La verdadera grandeza de la película reside en la inestimable capacidad de hacer sonreir sin gags preparados al respecto. El retrato de una familia para nada al uso, pero con enigmáticos problemas en un día a día normal, la hacen coherente con un sistema que provoca esto, el del ser humano que se nutre de su familia como seres cercanos donde dar rienda suelta a su verdadero ser.
Sin aparentar en realidad que son la familia de la película, sino una familia más en un universo de familias, el film es capaz de hacernos reir y llorar con naturalidad desde el punto de vista de la conversación, hablan y mucho, de forma inteligente y entre tantas distintas formas de ver el mundo.

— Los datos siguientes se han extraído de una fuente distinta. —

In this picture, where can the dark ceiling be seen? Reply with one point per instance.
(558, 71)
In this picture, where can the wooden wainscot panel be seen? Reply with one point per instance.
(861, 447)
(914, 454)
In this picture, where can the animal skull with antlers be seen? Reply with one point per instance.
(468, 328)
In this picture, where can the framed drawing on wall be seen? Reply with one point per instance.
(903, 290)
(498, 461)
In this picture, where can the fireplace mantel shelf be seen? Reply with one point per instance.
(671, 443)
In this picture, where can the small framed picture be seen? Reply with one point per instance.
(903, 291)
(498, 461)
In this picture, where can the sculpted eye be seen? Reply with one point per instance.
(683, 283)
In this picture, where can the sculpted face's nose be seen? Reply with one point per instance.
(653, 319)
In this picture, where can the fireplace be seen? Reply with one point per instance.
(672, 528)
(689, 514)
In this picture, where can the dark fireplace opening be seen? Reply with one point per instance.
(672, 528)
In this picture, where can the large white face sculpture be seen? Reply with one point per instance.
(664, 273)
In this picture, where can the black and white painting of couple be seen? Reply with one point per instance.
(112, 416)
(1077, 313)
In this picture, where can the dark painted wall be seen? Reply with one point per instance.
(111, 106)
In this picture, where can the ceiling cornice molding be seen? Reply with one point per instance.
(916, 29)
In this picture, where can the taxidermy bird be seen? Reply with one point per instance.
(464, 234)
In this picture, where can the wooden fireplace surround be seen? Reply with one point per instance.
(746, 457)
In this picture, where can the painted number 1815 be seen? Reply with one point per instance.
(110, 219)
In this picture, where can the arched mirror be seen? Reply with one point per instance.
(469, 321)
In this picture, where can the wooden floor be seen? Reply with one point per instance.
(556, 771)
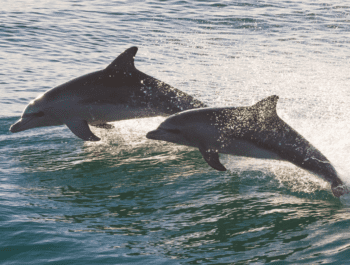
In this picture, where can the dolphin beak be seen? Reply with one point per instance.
(156, 134)
(20, 125)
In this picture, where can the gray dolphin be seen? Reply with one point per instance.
(254, 131)
(116, 93)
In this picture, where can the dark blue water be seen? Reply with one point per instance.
(127, 199)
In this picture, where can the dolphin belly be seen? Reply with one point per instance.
(247, 149)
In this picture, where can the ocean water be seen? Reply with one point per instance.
(127, 199)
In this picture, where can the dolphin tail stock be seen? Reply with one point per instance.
(339, 189)
(106, 126)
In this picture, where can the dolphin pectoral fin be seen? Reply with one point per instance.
(212, 158)
(103, 126)
(81, 129)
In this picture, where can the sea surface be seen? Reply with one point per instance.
(130, 200)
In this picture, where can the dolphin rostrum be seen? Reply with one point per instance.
(118, 92)
(255, 131)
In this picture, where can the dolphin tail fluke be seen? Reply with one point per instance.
(81, 129)
(212, 158)
(339, 190)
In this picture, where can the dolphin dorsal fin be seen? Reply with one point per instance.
(124, 61)
(267, 107)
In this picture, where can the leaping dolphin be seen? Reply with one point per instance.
(116, 93)
(255, 131)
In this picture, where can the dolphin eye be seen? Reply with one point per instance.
(39, 114)
(176, 131)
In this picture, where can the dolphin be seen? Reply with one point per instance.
(117, 92)
(255, 131)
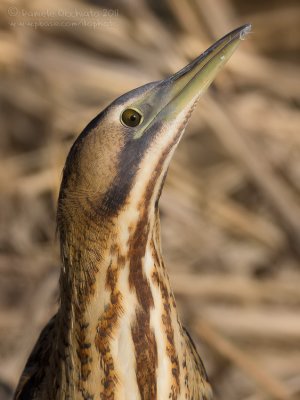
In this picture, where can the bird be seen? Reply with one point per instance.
(117, 334)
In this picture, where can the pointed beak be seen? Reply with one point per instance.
(186, 86)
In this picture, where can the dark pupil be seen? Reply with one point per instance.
(131, 117)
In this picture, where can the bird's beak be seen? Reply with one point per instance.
(185, 87)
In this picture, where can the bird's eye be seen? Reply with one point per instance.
(131, 117)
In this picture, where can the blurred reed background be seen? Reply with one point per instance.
(230, 208)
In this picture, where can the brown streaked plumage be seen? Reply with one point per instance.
(117, 334)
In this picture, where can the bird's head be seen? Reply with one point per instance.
(122, 156)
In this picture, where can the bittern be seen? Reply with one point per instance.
(117, 334)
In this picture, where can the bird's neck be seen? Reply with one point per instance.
(118, 315)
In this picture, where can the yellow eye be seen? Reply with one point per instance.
(131, 117)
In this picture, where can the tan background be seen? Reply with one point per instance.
(230, 208)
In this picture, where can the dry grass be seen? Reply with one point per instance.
(230, 208)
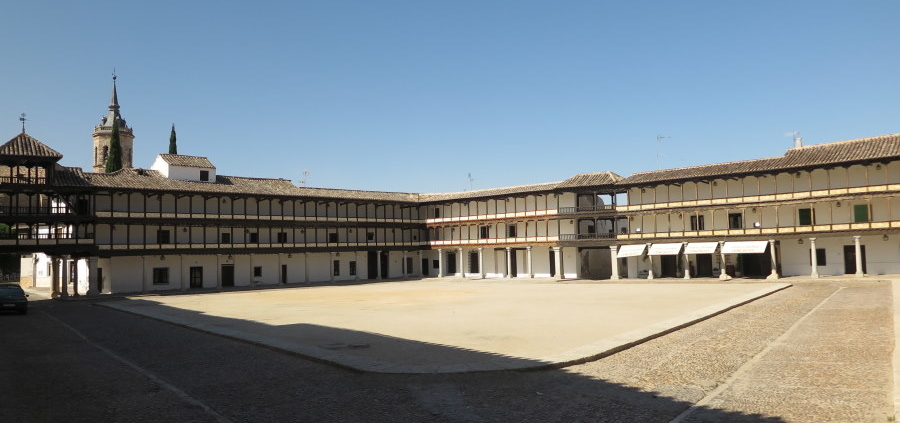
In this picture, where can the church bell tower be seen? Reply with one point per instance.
(103, 134)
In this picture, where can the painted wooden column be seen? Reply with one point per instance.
(75, 278)
(481, 262)
(93, 282)
(613, 252)
(774, 274)
(557, 253)
(54, 277)
(64, 281)
(722, 275)
(530, 261)
(378, 261)
(813, 258)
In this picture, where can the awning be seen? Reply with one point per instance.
(631, 250)
(672, 249)
(701, 247)
(745, 247)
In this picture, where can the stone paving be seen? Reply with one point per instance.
(453, 325)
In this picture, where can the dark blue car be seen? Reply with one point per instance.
(12, 297)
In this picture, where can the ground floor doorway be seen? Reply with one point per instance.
(850, 259)
(195, 276)
(227, 275)
(668, 266)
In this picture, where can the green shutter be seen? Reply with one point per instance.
(805, 216)
(861, 213)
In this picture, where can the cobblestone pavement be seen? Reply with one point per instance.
(815, 352)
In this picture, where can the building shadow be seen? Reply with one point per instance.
(588, 399)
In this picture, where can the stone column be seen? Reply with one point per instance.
(813, 259)
(93, 282)
(54, 277)
(305, 267)
(557, 253)
(613, 251)
(530, 262)
(75, 278)
(64, 292)
(722, 275)
(378, 261)
(481, 261)
(774, 274)
(331, 267)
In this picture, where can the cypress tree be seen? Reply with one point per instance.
(173, 147)
(114, 159)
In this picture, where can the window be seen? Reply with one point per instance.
(806, 217)
(160, 275)
(820, 257)
(697, 223)
(860, 213)
(735, 221)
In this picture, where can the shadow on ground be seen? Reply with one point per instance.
(441, 395)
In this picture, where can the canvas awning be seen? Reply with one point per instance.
(745, 247)
(701, 247)
(631, 250)
(671, 249)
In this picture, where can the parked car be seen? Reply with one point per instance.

Es cierto que puede ser disparatada pero desde luego con una calidad que la hace entrañable y noble. Los discursos, a todas horas y por doquier, son moralinas eficaces que se aprenden con un realismo que muchas películas envidiarían.
La oferta de esta película vital y propia es un torvellino de ilusiones y necesidades enfrentadas a un mundo muy cierto, con la valentía y la cobardía que nos caracteriza a todos, naturalidad a raudales que gusta por ser, en mi opinión un trabajo sincero.
Verdades como puños en fracasados de una sociedad que les exige demasiado, o demasiado pronto, o tan sólo que les exige sin parar. Verdades que se conocen y a las que hay que aprender a burlar. Porque no todos podemos ser Pequeña Miss Sunshine, ya lo decía entre dientes el abuelo.
La vida es un concurso de belleza continuado, como dice aquel daltónico, y deberíamos reirnos de él.